Auf dieser Seite finden Sie einige Artikel und verschiedene Links zu aktuellen Themen. Außerdem möchte ich an dieser Stelle auch Lehrreiches und Nachdenkliches aus meiner Praxiserfahrung mit Ihnen teilen.

Dr. med. Günter Niessen

Orthopäde und Unfallchirurg, Physiotherapeut, Yogalehrer, Ayurveda-Mediziner

 

Gedanke des Monats:  “Den Blick heben”

Danach gefragt, würden die meisten Menschen glauben, dass sie beim Spazieren gehen nach vorne sehen und dabei den Kopf heben. Fakt ist aber, dass wir oft nur wenige Schritte nach unten auf den Boden schauen.

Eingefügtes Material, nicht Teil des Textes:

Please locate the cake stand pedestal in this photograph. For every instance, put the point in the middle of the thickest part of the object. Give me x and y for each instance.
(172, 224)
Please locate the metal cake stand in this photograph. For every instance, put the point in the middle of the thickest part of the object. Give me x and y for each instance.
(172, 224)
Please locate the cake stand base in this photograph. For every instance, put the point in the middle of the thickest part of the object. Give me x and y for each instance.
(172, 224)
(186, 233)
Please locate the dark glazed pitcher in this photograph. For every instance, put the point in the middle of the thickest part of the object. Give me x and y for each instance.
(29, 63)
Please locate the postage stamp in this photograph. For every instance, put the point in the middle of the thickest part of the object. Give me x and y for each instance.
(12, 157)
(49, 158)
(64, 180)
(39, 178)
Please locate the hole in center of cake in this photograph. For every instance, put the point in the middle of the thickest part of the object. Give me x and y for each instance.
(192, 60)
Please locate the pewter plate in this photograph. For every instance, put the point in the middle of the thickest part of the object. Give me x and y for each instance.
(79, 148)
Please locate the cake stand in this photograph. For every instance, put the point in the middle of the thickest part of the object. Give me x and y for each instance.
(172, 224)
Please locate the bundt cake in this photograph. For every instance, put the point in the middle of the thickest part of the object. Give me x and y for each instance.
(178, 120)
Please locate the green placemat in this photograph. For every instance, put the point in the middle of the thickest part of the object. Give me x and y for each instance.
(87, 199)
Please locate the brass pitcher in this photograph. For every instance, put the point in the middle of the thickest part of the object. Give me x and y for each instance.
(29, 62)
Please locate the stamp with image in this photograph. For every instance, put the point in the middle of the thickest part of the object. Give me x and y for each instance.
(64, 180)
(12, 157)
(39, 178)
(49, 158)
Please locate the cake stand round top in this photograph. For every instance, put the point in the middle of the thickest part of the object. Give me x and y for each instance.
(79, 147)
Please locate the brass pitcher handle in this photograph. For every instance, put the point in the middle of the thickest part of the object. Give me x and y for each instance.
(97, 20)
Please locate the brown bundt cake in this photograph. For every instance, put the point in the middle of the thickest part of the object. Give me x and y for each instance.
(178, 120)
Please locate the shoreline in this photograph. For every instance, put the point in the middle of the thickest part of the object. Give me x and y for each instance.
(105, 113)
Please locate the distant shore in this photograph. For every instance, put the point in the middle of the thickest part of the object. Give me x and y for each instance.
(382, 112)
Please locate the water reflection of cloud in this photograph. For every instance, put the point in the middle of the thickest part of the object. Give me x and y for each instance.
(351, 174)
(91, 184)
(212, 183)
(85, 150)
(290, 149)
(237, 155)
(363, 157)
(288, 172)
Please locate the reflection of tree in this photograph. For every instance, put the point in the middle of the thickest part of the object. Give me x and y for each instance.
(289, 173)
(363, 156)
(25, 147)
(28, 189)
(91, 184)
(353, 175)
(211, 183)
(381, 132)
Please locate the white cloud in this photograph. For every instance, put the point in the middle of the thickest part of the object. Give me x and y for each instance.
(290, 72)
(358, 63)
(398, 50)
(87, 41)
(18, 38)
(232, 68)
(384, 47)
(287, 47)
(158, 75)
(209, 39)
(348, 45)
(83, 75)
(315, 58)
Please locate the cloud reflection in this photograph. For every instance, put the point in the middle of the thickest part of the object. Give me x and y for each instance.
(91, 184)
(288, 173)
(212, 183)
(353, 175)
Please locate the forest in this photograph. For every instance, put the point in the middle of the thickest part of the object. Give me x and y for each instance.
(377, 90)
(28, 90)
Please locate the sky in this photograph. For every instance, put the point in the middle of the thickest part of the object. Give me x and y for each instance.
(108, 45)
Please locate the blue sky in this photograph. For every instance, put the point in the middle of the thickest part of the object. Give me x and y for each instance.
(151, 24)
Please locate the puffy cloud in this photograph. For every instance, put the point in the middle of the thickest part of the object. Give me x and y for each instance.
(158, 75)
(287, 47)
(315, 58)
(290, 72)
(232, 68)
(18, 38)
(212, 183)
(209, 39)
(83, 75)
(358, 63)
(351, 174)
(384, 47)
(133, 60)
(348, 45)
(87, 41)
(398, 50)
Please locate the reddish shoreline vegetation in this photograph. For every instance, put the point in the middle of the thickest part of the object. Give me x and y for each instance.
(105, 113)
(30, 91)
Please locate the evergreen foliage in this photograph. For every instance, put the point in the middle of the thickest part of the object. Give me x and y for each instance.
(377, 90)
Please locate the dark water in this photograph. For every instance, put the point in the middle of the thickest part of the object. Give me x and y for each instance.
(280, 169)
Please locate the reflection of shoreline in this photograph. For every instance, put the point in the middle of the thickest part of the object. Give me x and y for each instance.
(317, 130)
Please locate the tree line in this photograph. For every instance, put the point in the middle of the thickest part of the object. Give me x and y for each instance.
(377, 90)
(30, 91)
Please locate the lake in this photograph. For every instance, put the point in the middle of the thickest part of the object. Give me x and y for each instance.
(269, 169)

Unsere Netzhaut ist Teil unseres Gehirns und unsere Augen sind schon räumlich dem Gehirn sehr nahe. Studien zeigen, dass über 60 % aller Sinneswahrnehmungen von den Augen aufgenommen und über unser visuelles System verarbeitet werden. Den Blick beim Spazierengehen zu heben erschließt eine vollkommen neue Welt. Wir können dabei den Blick in die Ferne schweifen lassen, nehmen unsere Umgebung anders wahr und gönnen unseren Augen eine Abwechslung. Probiert das doch einfach mal aus, es lohnt sich und kann ein sehr schönes Erlebnis sein.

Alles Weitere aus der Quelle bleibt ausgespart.